In the Dark
North American Premiere

In the Dark

| Russia | 40 MINUTES | Russian
Sergei Dvortsevoy first earned notice in New York during a 1999 Film Forum run of his works Highway and Paradise, a double bill that the New York Times termed a testament to the magical power of film to transport the onlooker into other lives and distant lands, to kindle contemplation, offer perspective and excite. Comparing him to Frederick Wiseman for his unobtrusive, observational style, the Village Voice said that Dvortsevoy uses his camera to take us to places where it truly feels like cameras have never gone before. Whereas his past works have traversed Kazakhstan steppes or bundled through a wintry Siberian village, his newest film, In the Dark, was filmed in one city block, with only one human protagonist, yet within it there lies more insight into contemporary Russian society than any fictional narrative could hope to express. In a claustrophobic Moscow apartment, a blind man and a cat have declared war on each other.

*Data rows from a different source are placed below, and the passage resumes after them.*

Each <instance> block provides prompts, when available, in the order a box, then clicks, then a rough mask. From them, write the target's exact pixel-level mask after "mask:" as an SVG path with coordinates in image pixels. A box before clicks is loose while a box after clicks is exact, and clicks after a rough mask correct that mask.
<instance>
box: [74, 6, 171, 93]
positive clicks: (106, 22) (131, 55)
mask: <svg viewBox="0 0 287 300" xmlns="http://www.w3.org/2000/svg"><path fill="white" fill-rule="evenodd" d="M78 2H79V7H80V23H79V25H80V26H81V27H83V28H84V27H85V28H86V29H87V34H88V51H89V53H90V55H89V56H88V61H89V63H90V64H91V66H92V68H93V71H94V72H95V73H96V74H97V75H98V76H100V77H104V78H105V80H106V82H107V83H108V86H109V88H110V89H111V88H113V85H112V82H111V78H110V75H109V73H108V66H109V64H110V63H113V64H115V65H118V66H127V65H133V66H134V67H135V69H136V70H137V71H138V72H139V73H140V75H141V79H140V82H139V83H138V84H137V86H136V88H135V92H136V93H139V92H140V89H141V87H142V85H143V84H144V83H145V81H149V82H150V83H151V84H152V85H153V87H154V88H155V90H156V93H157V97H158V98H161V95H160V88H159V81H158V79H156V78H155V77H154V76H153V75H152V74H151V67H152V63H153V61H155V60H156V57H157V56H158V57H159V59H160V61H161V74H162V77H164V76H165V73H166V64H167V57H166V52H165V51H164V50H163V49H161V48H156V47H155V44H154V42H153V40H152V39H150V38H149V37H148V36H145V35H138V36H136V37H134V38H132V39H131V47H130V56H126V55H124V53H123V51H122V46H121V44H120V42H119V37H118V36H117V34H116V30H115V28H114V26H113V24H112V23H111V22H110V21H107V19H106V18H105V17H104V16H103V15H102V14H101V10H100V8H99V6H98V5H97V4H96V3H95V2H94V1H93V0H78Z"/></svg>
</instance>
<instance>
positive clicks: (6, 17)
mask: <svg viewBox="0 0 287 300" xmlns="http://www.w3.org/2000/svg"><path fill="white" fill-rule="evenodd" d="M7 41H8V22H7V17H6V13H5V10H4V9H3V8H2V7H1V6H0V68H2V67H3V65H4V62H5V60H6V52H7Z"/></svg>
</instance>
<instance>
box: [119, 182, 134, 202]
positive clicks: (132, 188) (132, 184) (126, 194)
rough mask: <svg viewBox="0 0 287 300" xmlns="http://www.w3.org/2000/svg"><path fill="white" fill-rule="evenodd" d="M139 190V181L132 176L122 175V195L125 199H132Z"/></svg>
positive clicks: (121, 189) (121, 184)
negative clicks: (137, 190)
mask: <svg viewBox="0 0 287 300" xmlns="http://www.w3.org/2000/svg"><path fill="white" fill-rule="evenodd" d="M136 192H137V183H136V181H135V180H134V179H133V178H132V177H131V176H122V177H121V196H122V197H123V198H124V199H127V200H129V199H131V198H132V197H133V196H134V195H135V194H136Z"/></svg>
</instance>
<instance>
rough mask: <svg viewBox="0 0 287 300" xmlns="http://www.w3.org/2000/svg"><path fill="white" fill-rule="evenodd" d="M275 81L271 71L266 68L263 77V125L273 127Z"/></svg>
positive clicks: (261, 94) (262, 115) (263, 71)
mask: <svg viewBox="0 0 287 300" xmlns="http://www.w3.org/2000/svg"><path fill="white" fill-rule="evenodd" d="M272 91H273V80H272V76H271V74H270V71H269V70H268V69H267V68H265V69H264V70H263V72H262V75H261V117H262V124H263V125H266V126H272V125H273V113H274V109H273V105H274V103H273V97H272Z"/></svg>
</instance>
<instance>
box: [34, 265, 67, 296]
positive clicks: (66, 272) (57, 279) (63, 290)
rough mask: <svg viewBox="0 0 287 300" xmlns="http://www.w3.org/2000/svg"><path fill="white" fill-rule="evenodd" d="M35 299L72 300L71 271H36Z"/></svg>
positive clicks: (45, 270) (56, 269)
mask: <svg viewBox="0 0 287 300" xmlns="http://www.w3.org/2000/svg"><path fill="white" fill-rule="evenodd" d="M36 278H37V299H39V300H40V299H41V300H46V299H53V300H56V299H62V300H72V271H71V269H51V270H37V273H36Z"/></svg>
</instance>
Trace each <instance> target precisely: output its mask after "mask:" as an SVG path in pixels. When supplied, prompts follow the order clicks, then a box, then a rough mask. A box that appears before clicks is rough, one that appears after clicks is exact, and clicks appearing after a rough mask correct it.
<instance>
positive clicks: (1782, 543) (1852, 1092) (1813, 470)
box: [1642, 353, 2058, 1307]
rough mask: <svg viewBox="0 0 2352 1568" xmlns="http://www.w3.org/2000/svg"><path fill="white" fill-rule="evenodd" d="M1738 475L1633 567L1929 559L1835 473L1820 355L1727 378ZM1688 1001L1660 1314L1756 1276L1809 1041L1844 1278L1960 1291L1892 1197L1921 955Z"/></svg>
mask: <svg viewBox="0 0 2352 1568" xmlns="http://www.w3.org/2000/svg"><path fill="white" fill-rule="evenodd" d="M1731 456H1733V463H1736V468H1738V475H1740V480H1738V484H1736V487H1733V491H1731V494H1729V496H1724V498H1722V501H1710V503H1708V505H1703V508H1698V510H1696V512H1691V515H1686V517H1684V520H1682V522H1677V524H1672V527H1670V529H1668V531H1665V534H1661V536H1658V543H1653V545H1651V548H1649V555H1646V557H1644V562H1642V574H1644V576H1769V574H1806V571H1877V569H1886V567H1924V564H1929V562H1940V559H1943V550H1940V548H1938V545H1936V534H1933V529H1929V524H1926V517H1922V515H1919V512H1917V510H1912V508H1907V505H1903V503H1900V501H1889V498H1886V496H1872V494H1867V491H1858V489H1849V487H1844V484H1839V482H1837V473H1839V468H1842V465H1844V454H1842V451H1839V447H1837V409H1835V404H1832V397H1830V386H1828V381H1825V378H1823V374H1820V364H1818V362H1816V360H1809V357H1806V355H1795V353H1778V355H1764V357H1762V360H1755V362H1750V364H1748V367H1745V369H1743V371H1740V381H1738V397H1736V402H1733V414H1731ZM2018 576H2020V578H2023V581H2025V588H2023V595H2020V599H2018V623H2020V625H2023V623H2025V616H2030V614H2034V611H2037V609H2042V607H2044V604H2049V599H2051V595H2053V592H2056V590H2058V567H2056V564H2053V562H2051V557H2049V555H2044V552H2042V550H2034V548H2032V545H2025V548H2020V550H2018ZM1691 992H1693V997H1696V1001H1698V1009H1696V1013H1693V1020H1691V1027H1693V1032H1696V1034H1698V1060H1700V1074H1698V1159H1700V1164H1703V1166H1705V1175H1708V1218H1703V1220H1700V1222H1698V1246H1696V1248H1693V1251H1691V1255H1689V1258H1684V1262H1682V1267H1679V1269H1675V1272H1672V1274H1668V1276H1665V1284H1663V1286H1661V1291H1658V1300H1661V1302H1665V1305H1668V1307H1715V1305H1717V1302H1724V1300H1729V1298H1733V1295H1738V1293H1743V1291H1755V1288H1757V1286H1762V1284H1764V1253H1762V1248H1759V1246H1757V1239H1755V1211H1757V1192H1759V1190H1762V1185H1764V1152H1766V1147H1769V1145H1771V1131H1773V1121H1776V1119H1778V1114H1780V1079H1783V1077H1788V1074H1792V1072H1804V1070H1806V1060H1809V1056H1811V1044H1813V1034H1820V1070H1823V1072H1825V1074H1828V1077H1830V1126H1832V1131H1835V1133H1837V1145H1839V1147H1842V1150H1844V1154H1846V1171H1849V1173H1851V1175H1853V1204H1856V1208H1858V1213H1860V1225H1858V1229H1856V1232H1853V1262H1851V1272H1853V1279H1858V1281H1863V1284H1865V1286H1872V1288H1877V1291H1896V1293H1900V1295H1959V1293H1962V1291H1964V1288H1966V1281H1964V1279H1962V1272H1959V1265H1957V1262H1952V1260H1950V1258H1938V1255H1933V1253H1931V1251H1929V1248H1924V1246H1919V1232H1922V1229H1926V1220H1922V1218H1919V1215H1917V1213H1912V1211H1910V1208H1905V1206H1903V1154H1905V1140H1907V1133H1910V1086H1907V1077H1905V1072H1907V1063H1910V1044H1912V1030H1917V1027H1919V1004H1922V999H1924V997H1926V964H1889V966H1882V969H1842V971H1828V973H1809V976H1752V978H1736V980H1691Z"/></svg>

The man makes shopping bags out of string, while the cat lingers above and below, waiting to unravel his efforts. Afterwards, the man tries to hand out his bags on the street, but no one takes them, nor even bothers to explain what he cannot see: that his little cottage industry has long since been made obsolete by modern inventions. Through a few days in the life of one man, one cat, and one filmmaker, In the Dark quietly observes a post-Communist (and seemingly pre-capitalist) Russia still lingering in the past, with no eye for the future.